Through its recent partnership with the IOM-Match Project, funded by the European Commission, Aldelia has launched earlier than planned its online HR marketplace, which is already catering for 150,000+ African talents.

The Areebajob platform provides access to African candidates willing to market themselves across the continent to all Aldelia clients. The platform will provide a full set of online training content and tools to develop employability online.

Having raised $1m in 2018 with TLG Capital, Aldelia is now in negotiations to secure additional funding to support its rapid growth as well as selectively looking for bolt-on acquisitions to complement its geographic footprints and service offering.

Medical & healthcare education provider seeking investment

TAU is a leading provider of higher education and is looking to raise $10m.

Established in 2010, it has campuses in South America and sub-Saharan Africa.

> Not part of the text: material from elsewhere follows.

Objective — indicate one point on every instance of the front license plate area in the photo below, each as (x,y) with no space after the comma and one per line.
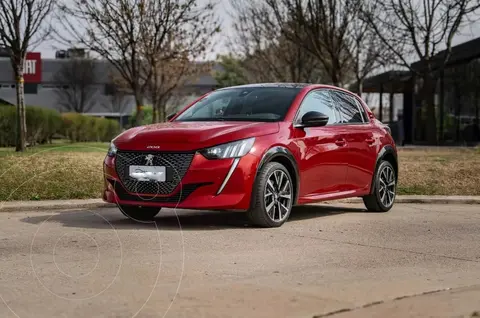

It has a portfolio of 52 courses and over 4,000 students from more than 80 countries have enrolled in its programmes (face to face 1000+, distance & online programme 2800+, postgraduate 600+).

The group is extending into sub-Saharan Africa to tap the largely untapped market for higher education and aims to establish itself as a leading player in the region by 2025.

Its first campus in the SSA region has been operational in Zambia since 2017. Three more campuses, one each in Ghana, Rwanda, and Ethiopia, are being set up to be fully functional by 2022.

The four campuses are projected to have, combined, 10,000 students on campus and the same amount enrolled under the Distance and Blended Learning Programmes
(DBLP) delivered online. The business projects revenues of $38m by 2024, with an EBIDTA margin of 39%.